President Donald Trump abandoned the plan of action in 2018, despite fellow signatories China, the European Union, France, Germany, Russia and the United Kingdom continuing to support it. He claimed it did not go far enough and failed to address Tehran's alleged support for militant groups and its development of missile technology, imposing new unilateral sanctions designed to undermine the Iranian economy.

In October 2020, however, the U.N. arms embargo on Iran is set to expire in what Secretary of State Mike Pompeo deemed last week a "countdown to terror," as he warned Iran would be "unleashed to create new global turmoil." On Wednesday, a day ahead of Banitarafi's remarks at MAKS, the State Department announced new sanctions on "nine entities and individuals based in Iran and one entity based in Hong Kong for supporting Iranian proliferation-sensitive procurement efforts," including those linked to Iran's Aviation Industries Organization.

"The Iranian regime continues to foment regional conflicts, develop and proliferate ballistic missiles, hold foreign citizens hostage, brutalize its own people, and sponsor terrorism on an unprecedented scale. It is also expanding its uranium enrichment-related activities," the statement said, adding, "The United States will continue to increase pressure on the Iranian regime until it changes its behavior."
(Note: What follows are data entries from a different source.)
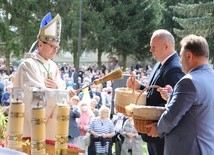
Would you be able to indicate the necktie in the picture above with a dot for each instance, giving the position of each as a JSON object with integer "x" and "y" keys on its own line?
{"x": 156, "y": 73}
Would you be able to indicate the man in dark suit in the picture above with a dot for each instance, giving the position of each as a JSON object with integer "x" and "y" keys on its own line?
{"x": 188, "y": 124}
{"x": 167, "y": 71}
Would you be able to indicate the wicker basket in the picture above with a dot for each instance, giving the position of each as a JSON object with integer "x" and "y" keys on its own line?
{"x": 125, "y": 96}
{"x": 144, "y": 115}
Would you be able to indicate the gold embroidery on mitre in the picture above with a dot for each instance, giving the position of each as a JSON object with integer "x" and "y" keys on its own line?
{"x": 52, "y": 31}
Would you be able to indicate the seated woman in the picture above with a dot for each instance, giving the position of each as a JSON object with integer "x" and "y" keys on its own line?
{"x": 102, "y": 131}
{"x": 133, "y": 143}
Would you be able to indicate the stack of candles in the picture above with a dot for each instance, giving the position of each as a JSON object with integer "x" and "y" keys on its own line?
{"x": 16, "y": 120}
{"x": 62, "y": 125}
{"x": 38, "y": 136}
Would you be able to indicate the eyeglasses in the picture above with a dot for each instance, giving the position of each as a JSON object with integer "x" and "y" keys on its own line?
{"x": 52, "y": 46}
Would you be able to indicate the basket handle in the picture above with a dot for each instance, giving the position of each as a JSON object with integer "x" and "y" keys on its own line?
{"x": 145, "y": 89}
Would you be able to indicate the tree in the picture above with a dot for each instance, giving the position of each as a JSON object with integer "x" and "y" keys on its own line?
{"x": 196, "y": 19}
{"x": 133, "y": 24}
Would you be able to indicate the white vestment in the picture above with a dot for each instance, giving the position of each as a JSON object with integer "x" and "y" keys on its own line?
{"x": 31, "y": 73}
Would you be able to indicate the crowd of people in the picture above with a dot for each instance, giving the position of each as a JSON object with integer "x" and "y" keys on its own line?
{"x": 186, "y": 127}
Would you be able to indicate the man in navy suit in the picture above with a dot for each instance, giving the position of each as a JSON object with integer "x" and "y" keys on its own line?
{"x": 188, "y": 123}
{"x": 167, "y": 71}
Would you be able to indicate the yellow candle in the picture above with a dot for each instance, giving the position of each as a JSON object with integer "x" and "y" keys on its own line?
{"x": 62, "y": 125}
{"x": 15, "y": 125}
{"x": 38, "y": 131}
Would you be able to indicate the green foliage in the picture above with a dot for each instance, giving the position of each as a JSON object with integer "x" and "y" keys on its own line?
{"x": 195, "y": 19}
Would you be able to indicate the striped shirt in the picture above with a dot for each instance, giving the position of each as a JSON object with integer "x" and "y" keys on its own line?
{"x": 101, "y": 127}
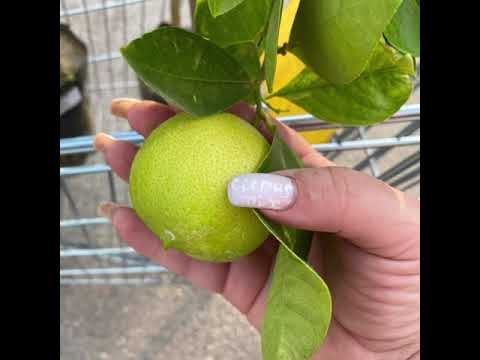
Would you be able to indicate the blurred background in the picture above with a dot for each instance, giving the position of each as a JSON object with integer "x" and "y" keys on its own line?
{"x": 114, "y": 304}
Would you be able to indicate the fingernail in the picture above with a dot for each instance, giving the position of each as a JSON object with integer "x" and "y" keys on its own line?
{"x": 106, "y": 209}
{"x": 119, "y": 107}
{"x": 103, "y": 140}
{"x": 262, "y": 191}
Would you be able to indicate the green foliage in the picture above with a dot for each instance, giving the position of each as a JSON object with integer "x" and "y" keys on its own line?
{"x": 352, "y": 77}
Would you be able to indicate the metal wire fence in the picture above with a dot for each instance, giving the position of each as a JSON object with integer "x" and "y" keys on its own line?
{"x": 90, "y": 252}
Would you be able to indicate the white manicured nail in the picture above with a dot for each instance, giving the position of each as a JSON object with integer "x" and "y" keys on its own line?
{"x": 262, "y": 191}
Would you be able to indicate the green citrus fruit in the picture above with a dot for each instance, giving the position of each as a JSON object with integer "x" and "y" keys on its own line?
{"x": 178, "y": 185}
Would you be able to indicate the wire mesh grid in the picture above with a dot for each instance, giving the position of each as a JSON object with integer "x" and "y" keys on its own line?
{"x": 90, "y": 252}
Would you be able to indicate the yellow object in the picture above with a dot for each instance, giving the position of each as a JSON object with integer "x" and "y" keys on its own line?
{"x": 288, "y": 67}
{"x": 178, "y": 185}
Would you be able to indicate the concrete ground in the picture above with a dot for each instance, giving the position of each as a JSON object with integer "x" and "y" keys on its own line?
{"x": 170, "y": 319}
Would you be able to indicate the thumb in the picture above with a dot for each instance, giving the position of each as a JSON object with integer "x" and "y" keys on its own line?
{"x": 358, "y": 207}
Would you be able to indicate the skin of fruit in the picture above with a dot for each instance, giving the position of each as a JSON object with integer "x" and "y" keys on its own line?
{"x": 178, "y": 185}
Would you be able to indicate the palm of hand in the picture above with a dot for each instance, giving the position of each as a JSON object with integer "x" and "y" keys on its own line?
{"x": 370, "y": 292}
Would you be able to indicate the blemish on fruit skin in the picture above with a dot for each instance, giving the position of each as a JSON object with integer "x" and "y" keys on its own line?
{"x": 168, "y": 238}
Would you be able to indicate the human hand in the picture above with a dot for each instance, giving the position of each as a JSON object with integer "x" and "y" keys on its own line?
{"x": 366, "y": 245}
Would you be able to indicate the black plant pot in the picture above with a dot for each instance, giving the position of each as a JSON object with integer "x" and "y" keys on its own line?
{"x": 75, "y": 116}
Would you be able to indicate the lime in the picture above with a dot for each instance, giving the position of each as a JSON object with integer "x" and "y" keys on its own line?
{"x": 178, "y": 185}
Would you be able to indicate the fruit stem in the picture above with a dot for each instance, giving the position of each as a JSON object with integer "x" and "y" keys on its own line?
{"x": 283, "y": 49}
{"x": 259, "y": 110}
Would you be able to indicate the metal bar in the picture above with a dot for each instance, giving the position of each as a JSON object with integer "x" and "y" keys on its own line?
{"x": 105, "y": 57}
{"x": 100, "y": 281}
{"x": 96, "y": 252}
{"x": 66, "y": 191}
{"x": 108, "y": 42}
{"x": 373, "y": 164}
{"x": 412, "y": 184}
{"x": 109, "y": 87}
{"x": 82, "y": 170}
{"x": 408, "y": 130}
{"x": 400, "y": 167}
{"x": 97, "y": 7}
{"x": 87, "y": 145}
{"x": 64, "y": 8}
{"x": 406, "y": 177}
{"x": 369, "y": 143}
{"x": 111, "y": 183}
{"x": 84, "y": 222}
{"x": 407, "y": 111}
{"x": 125, "y": 38}
{"x": 343, "y": 136}
{"x": 113, "y": 271}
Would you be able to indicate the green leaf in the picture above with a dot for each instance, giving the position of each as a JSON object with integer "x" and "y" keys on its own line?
{"x": 271, "y": 42}
{"x": 299, "y": 306}
{"x": 404, "y": 30}
{"x": 337, "y": 38}
{"x": 219, "y": 7}
{"x": 245, "y": 22}
{"x": 298, "y": 312}
{"x": 247, "y": 55}
{"x": 188, "y": 70}
{"x": 377, "y": 94}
On the anniversary of the U.S.' exit from the nuclear deal and amid the Pentagon's decision to send additional forces to the Middle East, Iran announced it would begin enriching uranium beyond the limit set out in the 2015 nuclear deal, claiming that Europe had failed to live up to its end of the agreement because of the threat of the Trump administration's sanctions. A spat of unrest and heightened tensions in the Persian Gulf immediately followed as Washington and Tehran hardened their opposing stances.
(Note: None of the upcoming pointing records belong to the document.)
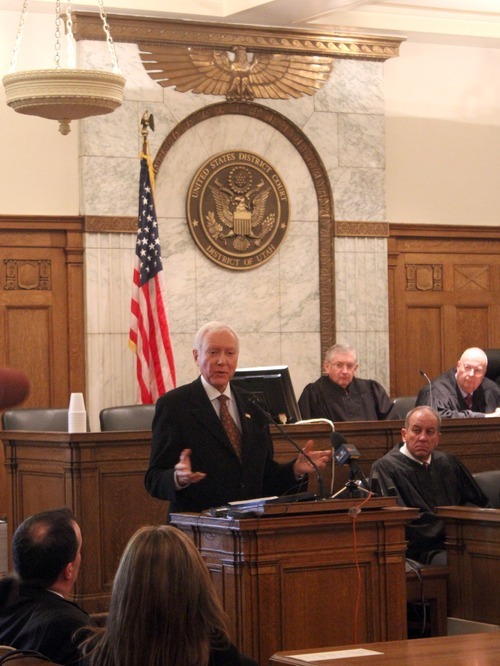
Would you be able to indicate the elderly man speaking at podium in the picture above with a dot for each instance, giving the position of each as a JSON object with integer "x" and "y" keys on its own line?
{"x": 211, "y": 444}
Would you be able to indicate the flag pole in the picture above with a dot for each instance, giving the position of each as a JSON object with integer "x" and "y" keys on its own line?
{"x": 147, "y": 121}
{"x": 149, "y": 336}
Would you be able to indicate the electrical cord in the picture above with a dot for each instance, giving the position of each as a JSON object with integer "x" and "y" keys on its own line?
{"x": 354, "y": 512}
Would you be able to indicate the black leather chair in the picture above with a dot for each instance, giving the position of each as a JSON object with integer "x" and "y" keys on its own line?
{"x": 36, "y": 419}
{"x": 403, "y": 404}
{"x": 127, "y": 417}
{"x": 489, "y": 482}
{"x": 493, "y": 369}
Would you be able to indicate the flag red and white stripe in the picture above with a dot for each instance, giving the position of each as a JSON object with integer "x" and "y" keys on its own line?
{"x": 149, "y": 330}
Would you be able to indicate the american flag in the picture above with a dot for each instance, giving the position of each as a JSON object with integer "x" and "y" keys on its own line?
{"x": 149, "y": 332}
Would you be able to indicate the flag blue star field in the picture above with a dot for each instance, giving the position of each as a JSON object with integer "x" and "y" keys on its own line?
{"x": 149, "y": 331}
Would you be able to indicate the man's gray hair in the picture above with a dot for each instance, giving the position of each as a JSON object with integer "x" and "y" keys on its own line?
{"x": 340, "y": 348}
{"x": 212, "y": 327}
{"x": 423, "y": 408}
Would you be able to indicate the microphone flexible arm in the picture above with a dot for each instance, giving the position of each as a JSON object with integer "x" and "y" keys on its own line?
{"x": 426, "y": 376}
{"x": 321, "y": 489}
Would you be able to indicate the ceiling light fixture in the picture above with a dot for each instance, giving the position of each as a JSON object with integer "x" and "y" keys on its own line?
{"x": 64, "y": 94}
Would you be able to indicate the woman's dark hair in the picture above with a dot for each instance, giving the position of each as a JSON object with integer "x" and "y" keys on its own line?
{"x": 164, "y": 608}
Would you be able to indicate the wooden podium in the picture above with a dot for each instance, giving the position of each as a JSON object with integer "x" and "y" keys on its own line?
{"x": 289, "y": 579}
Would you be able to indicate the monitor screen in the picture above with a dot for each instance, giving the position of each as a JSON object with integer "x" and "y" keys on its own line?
{"x": 272, "y": 386}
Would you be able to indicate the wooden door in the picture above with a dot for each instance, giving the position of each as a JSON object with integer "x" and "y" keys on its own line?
{"x": 444, "y": 296}
{"x": 41, "y": 309}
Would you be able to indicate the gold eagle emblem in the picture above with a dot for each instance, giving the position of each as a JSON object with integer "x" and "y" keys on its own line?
{"x": 237, "y": 74}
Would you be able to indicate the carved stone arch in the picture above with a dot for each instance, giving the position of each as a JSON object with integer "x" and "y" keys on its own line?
{"x": 319, "y": 178}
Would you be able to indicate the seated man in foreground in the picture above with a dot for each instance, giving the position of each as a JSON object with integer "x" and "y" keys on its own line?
{"x": 425, "y": 478}
{"x": 35, "y": 613}
{"x": 340, "y": 396}
{"x": 464, "y": 391}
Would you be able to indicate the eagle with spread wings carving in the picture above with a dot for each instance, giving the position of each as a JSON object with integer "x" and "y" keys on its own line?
{"x": 237, "y": 74}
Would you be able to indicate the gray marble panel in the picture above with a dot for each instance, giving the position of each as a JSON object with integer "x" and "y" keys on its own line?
{"x": 359, "y": 194}
{"x": 354, "y": 87}
{"x": 361, "y": 141}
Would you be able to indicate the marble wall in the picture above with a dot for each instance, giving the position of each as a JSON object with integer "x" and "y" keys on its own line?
{"x": 275, "y": 307}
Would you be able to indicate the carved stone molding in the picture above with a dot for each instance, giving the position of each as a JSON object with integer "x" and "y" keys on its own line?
{"x": 318, "y": 175}
{"x": 27, "y": 274}
{"x": 103, "y": 224}
{"x": 143, "y": 31}
{"x": 362, "y": 229}
{"x": 424, "y": 277}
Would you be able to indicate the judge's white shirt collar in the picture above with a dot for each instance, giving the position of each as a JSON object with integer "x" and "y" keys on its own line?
{"x": 405, "y": 452}
{"x": 213, "y": 393}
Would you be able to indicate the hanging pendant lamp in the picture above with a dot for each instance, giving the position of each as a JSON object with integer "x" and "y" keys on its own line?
{"x": 64, "y": 94}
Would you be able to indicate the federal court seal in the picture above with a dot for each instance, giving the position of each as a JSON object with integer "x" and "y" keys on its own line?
{"x": 237, "y": 210}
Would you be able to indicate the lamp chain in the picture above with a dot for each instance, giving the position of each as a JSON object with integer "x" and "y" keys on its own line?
{"x": 19, "y": 36}
{"x": 109, "y": 39}
{"x": 57, "y": 56}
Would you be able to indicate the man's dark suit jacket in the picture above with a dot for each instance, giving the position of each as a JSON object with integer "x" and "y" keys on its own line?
{"x": 185, "y": 419}
{"x": 449, "y": 402}
{"x": 41, "y": 620}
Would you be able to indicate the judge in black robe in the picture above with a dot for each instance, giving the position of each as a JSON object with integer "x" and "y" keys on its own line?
{"x": 448, "y": 399}
{"x": 446, "y": 482}
{"x": 361, "y": 400}
{"x": 340, "y": 396}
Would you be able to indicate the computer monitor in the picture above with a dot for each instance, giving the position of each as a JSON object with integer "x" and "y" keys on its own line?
{"x": 272, "y": 386}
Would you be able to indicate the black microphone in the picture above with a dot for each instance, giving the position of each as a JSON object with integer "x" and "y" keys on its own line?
{"x": 255, "y": 401}
{"x": 426, "y": 376}
{"x": 343, "y": 452}
{"x": 336, "y": 440}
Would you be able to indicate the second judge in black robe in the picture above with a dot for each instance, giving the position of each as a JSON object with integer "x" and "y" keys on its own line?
{"x": 433, "y": 479}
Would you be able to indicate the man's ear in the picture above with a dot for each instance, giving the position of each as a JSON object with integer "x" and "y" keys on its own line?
{"x": 68, "y": 571}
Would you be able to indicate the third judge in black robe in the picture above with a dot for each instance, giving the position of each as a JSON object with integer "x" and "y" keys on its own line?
{"x": 446, "y": 482}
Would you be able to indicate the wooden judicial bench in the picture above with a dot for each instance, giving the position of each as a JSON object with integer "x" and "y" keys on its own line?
{"x": 473, "y": 545}
{"x": 289, "y": 577}
{"x": 467, "y": 650}
{"x": 100, "y": 477}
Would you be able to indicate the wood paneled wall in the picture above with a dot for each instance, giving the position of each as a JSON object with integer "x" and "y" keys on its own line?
{"x": 42, "y": 309}
{"x": 444, "y": 296}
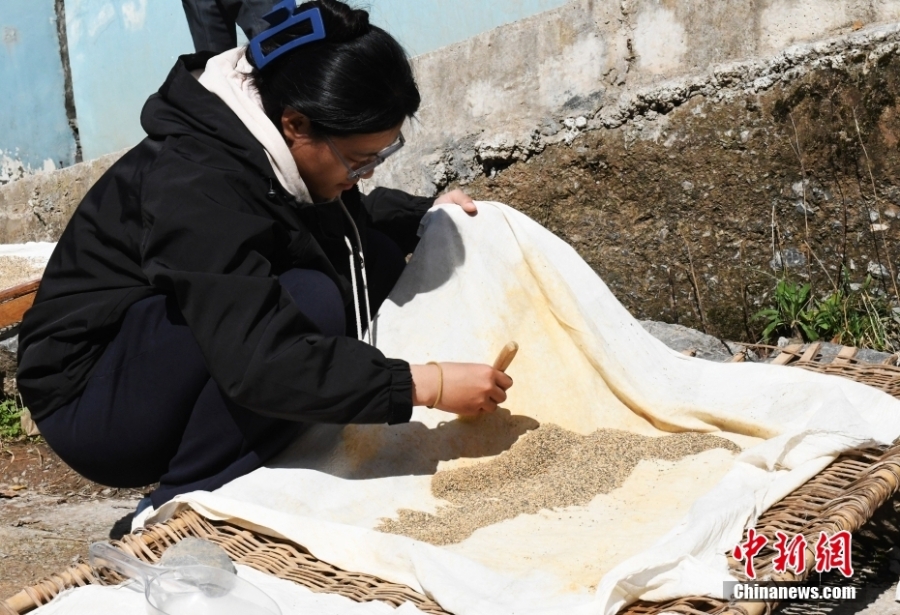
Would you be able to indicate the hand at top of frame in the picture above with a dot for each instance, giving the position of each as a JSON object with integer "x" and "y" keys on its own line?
{"x": 460, "y": 198}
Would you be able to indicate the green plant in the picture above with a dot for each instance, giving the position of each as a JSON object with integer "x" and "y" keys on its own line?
{"x": 791, "y": 315}
{"x": 11, "y": 419}
{"x": 853, "y": 315}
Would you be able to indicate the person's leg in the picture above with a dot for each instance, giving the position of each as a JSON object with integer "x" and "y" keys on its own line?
{"x": 212, "y": 29}
{"x": 151, "y": 412}
{"x": 244, "y": 440}
{"x": 127, "y": 423}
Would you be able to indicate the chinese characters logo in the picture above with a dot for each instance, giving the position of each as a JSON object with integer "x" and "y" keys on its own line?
{"x": 830, "y": 552}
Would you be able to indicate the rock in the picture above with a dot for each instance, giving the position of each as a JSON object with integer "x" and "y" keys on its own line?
{"x": 683, "y": 339}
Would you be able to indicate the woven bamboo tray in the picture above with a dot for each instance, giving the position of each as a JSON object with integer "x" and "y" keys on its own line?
{"x": 842, "y": 497}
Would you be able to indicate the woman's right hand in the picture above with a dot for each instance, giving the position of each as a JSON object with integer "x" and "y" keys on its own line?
{"x": 468, "y": 389}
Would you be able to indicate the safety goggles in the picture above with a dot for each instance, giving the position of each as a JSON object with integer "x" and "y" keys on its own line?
{"x": 368, "y": 167}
#Iran unveiled its newest cruise missile in MAKS 2019, the International Aviation and Space Show in #Russia

— Tasnim News Agency (@Tasnimnews_EN) August 27, 2019

International restrictions on doing business with Iran's defense industry has hindered the country's ability to update an aging air fleet. Iran's air force currently consists mostly of aging Soviet-era aircraft and a few remaining Western-made planes purchased before the 1979 Islamic Revolution. Western countries first imposed sanctions following the revolt and subsequent overthrow of Iran's monarchy, which was backed by the U.S. and the U.K., with its current clerical leadership. Iran has, however, begun to develop its own warplanes and other aspects of the country's defense industry have seen even greater successes.

Despite its limited air fleet, Iran has managed to develop the Middle East's largest and most advanced missile arsenal. Banitarafi's organization unveiled a new cruise missile drone called Mobin at the MAKS event on August 27, and also recently introduced two new air defense systems, the Bavar-373 and Khordad-15. Another Iranian system, the Khordad-3, shot down a state-of-the-art, high-flying U.S. drone amid a peak in frictions in the strategic waterways of the Persian Gulf in June.
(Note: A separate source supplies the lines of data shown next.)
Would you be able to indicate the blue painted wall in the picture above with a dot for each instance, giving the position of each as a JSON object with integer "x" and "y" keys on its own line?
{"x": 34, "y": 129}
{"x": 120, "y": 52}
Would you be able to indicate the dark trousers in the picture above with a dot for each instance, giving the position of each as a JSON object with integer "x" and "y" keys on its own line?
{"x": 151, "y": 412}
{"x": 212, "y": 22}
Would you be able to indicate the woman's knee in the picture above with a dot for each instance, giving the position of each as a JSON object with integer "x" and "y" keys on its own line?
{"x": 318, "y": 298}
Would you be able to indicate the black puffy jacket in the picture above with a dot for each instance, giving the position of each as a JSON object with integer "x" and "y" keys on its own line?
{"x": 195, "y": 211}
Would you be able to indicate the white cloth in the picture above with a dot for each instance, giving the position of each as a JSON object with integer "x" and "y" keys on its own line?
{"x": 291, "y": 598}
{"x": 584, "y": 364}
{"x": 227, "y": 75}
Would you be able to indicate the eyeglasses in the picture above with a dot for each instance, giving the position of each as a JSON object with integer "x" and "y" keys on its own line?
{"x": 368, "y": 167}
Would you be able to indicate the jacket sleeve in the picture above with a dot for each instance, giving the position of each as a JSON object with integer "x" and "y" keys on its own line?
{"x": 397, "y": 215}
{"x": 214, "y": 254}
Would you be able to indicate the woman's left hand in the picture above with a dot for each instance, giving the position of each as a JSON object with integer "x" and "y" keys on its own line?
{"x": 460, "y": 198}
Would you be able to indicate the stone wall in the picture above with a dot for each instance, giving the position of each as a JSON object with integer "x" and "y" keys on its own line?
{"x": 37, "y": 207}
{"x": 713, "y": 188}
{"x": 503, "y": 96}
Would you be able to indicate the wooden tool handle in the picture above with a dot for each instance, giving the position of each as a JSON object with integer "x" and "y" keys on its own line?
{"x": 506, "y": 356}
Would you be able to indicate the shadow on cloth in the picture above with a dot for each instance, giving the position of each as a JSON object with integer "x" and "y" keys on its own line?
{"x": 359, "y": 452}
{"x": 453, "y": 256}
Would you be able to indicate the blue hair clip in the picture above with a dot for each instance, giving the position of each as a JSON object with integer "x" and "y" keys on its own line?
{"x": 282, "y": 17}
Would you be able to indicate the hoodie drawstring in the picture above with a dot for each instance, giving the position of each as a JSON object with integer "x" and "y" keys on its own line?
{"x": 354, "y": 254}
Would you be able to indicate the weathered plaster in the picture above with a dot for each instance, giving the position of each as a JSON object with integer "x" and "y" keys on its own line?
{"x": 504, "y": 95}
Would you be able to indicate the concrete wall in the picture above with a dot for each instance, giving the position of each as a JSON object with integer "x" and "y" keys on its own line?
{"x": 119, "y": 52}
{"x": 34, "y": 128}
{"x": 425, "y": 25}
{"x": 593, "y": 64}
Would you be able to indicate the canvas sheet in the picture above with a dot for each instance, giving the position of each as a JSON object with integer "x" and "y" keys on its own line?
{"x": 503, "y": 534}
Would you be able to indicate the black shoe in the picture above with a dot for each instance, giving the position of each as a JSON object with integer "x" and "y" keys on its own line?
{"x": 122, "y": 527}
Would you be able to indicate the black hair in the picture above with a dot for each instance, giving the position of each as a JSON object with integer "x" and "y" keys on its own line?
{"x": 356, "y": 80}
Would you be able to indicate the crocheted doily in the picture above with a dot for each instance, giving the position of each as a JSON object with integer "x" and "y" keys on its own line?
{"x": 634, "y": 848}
This incident and others involving foreign oil tankers in the region have prompted the U.S. to form a maritime security group, rallying an alliance that so far includes Australia, Bahrain and the U.K. Iran has rejected the project and has attempted to bolster regional ties with nearby Arab states such as Iraq, Kuwait, Oman, Qatar and the United Arab Emirates in an effort to secure greater regional cooperation.

Russia and China have backed Iran's diplomatic initiatives and have resisted U.S. sanctions as they too faced economic pressure over opposing policies. As French President Emmanuel Macron attempted to broker a meeting between Trump and Iranian President Hassan Rouhani at the G-7 summit, Russian Foreign Minister Sergey Lavrov said Moscow "will be ready to help achieve" a breakthrough in the ongoing standoff.